PRIVACY NOTES



This document describes the privacy policies on the processing of personal data adopted by Generali Real Estate S.p.A. (the Company), which manages GREta (Generali Real Estate tenant app). The Company, like its parent company, Assicurazioni Generali S.p.A. (Assicurazioni Generali), has always paid maximum attention to confidentiality, protection and safety of the information it processes, especially when they relate to personal data of clients and counterparties the Company interacts with.
 
Website’s users (the Data Subjects) are therefore invited to consult this privacy policy before accessing and browsing through the pages of this website. This privacy policy complies with the guidelines adopted by Assicurazioni Generali, and are applicable at group level in connection with the processing of personal data (the Personal Data, as defined in Article 4, paragraph 1, number 1 of Regulation EU No 2016/679 (General Data Protection Regulation, “GDPR”).          

This information is given pursuant to Articles 12 and 13 of GDPR by the Company, as data controller, to all Data Subjects with reference to the processing of their Personal Data collected via this website. This information is intended to be general and provided to any individual interacting with this website/app. The Company may provide Data Subjects with further specific information along with the relevant request of consent, if any, where consent is required in relation to the type of personal data and / or processing operations applied. This information will be provided in dedicated sections, where Data Subjects should make a specific request to the Company. Please be aware that legal entities, either a company, an organization and association, do not fall within the definition of “data subjects” and thus the provisions of GDPR do not apply to the processing of data and information concerning such entities. Notwithstanding the above, please consider that personal data of employees, managers, legal representative of legal entities shall be processed pursuant to and in accordance with the GDPR.  

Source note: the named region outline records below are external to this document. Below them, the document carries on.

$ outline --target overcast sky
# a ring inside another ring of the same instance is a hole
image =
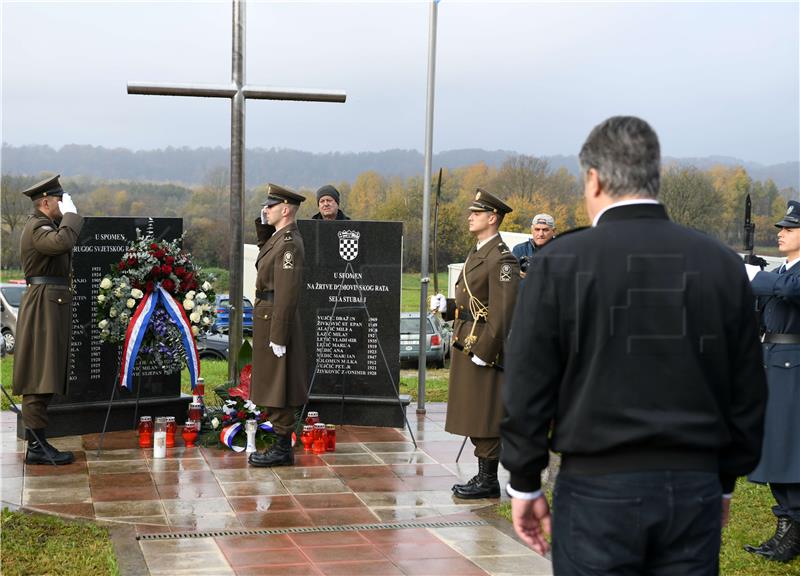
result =
[[[229,1],[1,1],[3,142],[229,146],[228,100],[126,94],[128,81],[228,83]],[[799,5],[442,0],[434,150],[576,154],[592,126],[635,114],[665,155],[798,160]],[[248,101],[247,146],[421,151],[429,14],[249,1],[247,82],[347,102]]]

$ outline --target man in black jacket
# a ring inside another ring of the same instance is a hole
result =
[[[556,574],[717,574],[734,484],[763,434],[747,275],[733,251],[669,220],[643,120],[595,127],[580,164],[593,226],[533,259],[506,346],[514,527],[548,549],[551,449]]]

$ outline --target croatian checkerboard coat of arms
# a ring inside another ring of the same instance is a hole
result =
[[[347,262],[352,262],[358,256],[358,239],[361,232],[356,230],[342,230],[339,232],[339,256]]]

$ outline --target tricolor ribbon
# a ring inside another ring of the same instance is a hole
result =
[[[243,430],[243,426],[241,422],[236,422],[231,424],[230,426],[225,426],[222,431],[219,433],[219,441],[222,442],[225,446],[233,450],[234,452],[244,452],[246,449],[245,446],[237,446],[233,443],[233,439],[236,435]],[[259,430],[264,430],[265,432],[272,432],[272,423],[267,420],[266,422],[262,422],[258,425]],[[295,442],[295,435],[292,433],[292,446],[294,446]]]
[[[136,364],[136,358],[139,356],[139,349],[142,346],[142,339],[147,326],[150,324],[150,317],[153,315],[158,303],[164,304],[164,309],[169,314],[169,317],[178,326],[178,331],[181,335],[181,342],[183,349],[186,352],[186,365],[189,369],[189,377],[192,382],[192,390],[197,383],[197,377],[200,376],[200,356],[197,353],[197,344],[192,335],[192,325],[189,323],[189,318],[183,306],[161,285],[154,291],[148,291],[144,295],[136,311],[133,313],[128,330],[125,333],[125,343],[122,345],[122,366],[119,372],[119,385],[123,388],[130,389],[131,379],[133,378],[133,367]]]

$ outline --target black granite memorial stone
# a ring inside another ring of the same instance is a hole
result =
[[[401,222],[301,220],[309,410],[333,424],[402,427]]]
[[[100,432],[111,391],[116,387],[108,430],[134,427],[134,416],[175,416],[185,419],[191,396],[180,390],[180,366],[159,366],[141,358],[134,366],[133,386],[119,387],[121,346],[100,341],[95,313],[100,281],[119,262],[137,228],[147,230],[147,218],[87,217],[72,258],[72,341],[66,394],[53,398],[48,436]],[[183,231],[180,218],[154,218],[153,235],[174,240]],[[137,410],[138,396],[138,410]],[[17,435],[23,435],[21,418]]]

This information applies exclusively in relation to the use of the this website only. It does not apply to the processing of Personal Data which might be collected through other websites of the entities of the Generali group that the Data Subject might access via any link found in the pages of this website.  

Personal Data collected by the Company from Data Subjects (including, in particular without limitation, name, surname, address, occupation, position held, employer / associated company, phone number and email address, information regarding financial reliability and integrity, etc.) shall be processed in accordance with the obligations to which the Company and any other entity of the Generali group acting as data controller and / or data processor is subject to under the GDPR.  

The Company collects Personal Data only if and when such collection is strictly necessary to provide the requested services.  Browsing this website for consultation purposes only does not entail the submission of any Personal Data. However, even without any active submission of Personal Data by the Data Subject, information, such as the IP addresses, domain name of Data Subjects’ device; the uniform resource identifiers of the requested resources, the time of Data Subjects’ request, the method Data Subjects use to submit such request to the server, the file size obtained in response, the numerical status code received in response by the server (e.g. successful, error, etc.), session IDs, are “passively” collected by the system and may be used for the purposes of creating profiles relating to the user of this website.      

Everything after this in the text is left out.